HMV tycoon Doug Putman in last-ditch talks to rescue Wilko
The Canadian tycoon behind HMV was last night finalising a deal to buy the majority of Wilko, the collapsed British homewares retailer.
Administrators confirmed that Doug Putman, 39, whose family also owns Toys ‘R’ Us in Canada, had made an offer for 300 of Wilko’s 400 stores, which would secure between 8,000 and 9,000 jobs out of the 12,500 total.
PwC was consulting Wilko’s biggest creditors over the move, according to Sky News, and there was still some uncertainty around whether the deal would go ahead. The Big Four accounting group said yesterday that there were other parties interested in buying the retailer, including B&M, Home Bargains and Poundland, but that none of them wanted the whole group.
“While discussions continue with those interested in buying parts of the business, it is now clear that no viable offer structure put forward includes the group in its entirety,” PwC said. As such, it said 269 support centre staff would be made redundant and that further job losses at two distribution centres would be announced next week.
Administrators confirmed there had been no viable offers for Kin Limited, a subsidiary of the company. Kin has been forced to close, with 14 jobs lost.
Further redundancies are due at two distribution centres in Worksop, Nottinghamshire, and Newport, south Wales, next week.
Jane Steer, the joint administrator, said: “It’s with great sadness that we announce these redundancies. We’re incredibly grateful to these team members for the support and dedication they’ve shown to the company.”
The only potential bidder that said it would buy the entirety of the Wilko business missed a deadline to provide proof of funds set by PwC. Robert Mantse, the chairman of M2 Capital, claimed to have made a £90 million bid for Wilko’s 400 stores on behalf of an unnamed billionaire based in the United States.
Michael Flacks, who runs the investment firm Flacks Group from Miami, was reported by various media outlets as the man in financing discussions with M2 Capital. However, he claimed to have had no awareness of the situation, according to The Sun.
A Flacks Group spokesman said: “Contrary to some reports in the UK media yesterday, we are not in the running to buy the British retailer Wilko and never expressed any interest.”

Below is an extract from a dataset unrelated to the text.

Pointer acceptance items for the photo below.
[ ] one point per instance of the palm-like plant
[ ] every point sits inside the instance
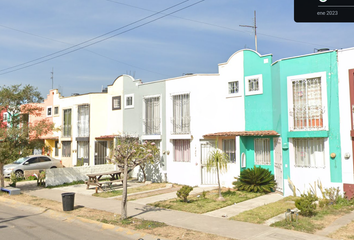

The spokesman said Flacks Group, which specialises in acquiring distressed assets and turning round businesses in difficult situations, “foresees the business being wound down as part of the evolving retail landscape in the UK.”
Mantse said he had “presented an opportunity” to Putman about a joint deal for Wilko. In a WhatsApp message to Putman, seen by The Times, Mantse said: “We can join and save all the jobs.”
Wilko, which is family owned, was started by James Kemsey Wilkinson as a single hardware shop in Leicester in 1930. It grew into one of Britain’s biggest private companies and became the high street’s leading discounter after the collapse of Woolworths in 2009. The chain has lost market share to low-cost rivals.